As pets age, they can experience many of the same health issues that humans experience as they get older. These health problems include cancer, diabetes, kidney/urinary tract disease, vision and hearing loss, and heart disease. To help your senior pet both avoid these ailments and treat these ailments, consider the following:
• Regular trips to the vet: frequent visits to the vet are essential in senior pet care. These visits can detect and treat illness early, improving your furry friend’s chance of recovery.
• Diet: senior pets require a different diet than younger pets. It’s important that your pet’s food is easy to digest, for example, and that it includes important supplements senior pet’s need.

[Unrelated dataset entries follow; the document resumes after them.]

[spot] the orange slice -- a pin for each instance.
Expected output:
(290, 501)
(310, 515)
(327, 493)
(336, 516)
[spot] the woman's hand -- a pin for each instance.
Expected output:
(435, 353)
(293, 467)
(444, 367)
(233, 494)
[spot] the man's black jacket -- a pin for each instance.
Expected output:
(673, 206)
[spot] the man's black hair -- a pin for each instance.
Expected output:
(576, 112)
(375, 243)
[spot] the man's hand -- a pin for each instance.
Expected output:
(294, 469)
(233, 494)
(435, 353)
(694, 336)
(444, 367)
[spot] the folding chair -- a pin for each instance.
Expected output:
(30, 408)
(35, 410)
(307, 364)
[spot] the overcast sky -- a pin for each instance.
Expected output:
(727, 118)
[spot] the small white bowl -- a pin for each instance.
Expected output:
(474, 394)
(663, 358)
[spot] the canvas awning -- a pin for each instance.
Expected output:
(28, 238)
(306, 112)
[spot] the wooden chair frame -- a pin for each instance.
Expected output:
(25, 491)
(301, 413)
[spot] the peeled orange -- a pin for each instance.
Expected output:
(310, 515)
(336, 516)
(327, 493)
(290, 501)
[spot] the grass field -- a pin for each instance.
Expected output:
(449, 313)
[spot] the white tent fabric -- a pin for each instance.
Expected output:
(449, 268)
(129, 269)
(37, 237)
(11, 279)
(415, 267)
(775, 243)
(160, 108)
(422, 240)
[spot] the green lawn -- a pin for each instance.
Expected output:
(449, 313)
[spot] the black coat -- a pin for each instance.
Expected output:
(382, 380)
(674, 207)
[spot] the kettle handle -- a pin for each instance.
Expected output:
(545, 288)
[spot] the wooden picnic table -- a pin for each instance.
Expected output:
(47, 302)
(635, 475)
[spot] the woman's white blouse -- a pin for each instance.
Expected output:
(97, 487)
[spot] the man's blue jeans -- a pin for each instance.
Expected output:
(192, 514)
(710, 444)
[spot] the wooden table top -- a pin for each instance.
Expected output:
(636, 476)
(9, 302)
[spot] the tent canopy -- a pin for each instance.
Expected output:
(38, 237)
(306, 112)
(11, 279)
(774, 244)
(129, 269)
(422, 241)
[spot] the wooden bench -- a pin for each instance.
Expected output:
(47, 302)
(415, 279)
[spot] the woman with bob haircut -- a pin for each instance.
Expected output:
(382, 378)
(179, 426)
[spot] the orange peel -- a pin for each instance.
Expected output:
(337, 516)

• Staying active: while older pets would not be able to participate in vigorous physical activity, staying active and mobile is important to your pet’s health. Simple, short walks are a great way to do this.
• Weight control: age brings with it an increased risk of health problems for both weight gain and weight loss. Be sure to keep an eye on your pet’s weight and speak to your vet if you have any concerns.
Changes in behaviour can often be an indication that your pet’s health has changed due to medical reasons. These changes may not end up being a sign of physical illness, but they can instead be an indication of cognitive dysfunction. Cognitive dysfunction can be managed with the help of drugs and changes in diet.
Be sure to keep an eye out for the following behavioural changes in your senior pet, and speak to your vet right away to learn how to treat them:
- Increase in: aggressive behaviour, confusion, anxiety, reaction to sounds, vocalization, wandering, or irritability
- Decrease in: response to commands, or hygiene/grooming
- Changes in: appetite or thirst, sleep cycle, or bladder control
Older pets are susceptible to joint issues like arthritis, especially large pups. If your pet displays signs of joint pain, such as difficulty sitting or standing, or they’re hesitant to climb stairs, speak with your vet.
To help your senior pet with joint pain, you can do things at home to help alleviate their pain in addition to the medication from your vet. A healthy diet is very important, as in exercise for weight control. While it’s important that your pet remains active, they should only be as active as their body will allow. You can also purchase orthopaedic pet beds, install ramps to help your pet avoid stairs, and purchase or make a raised feeding platform.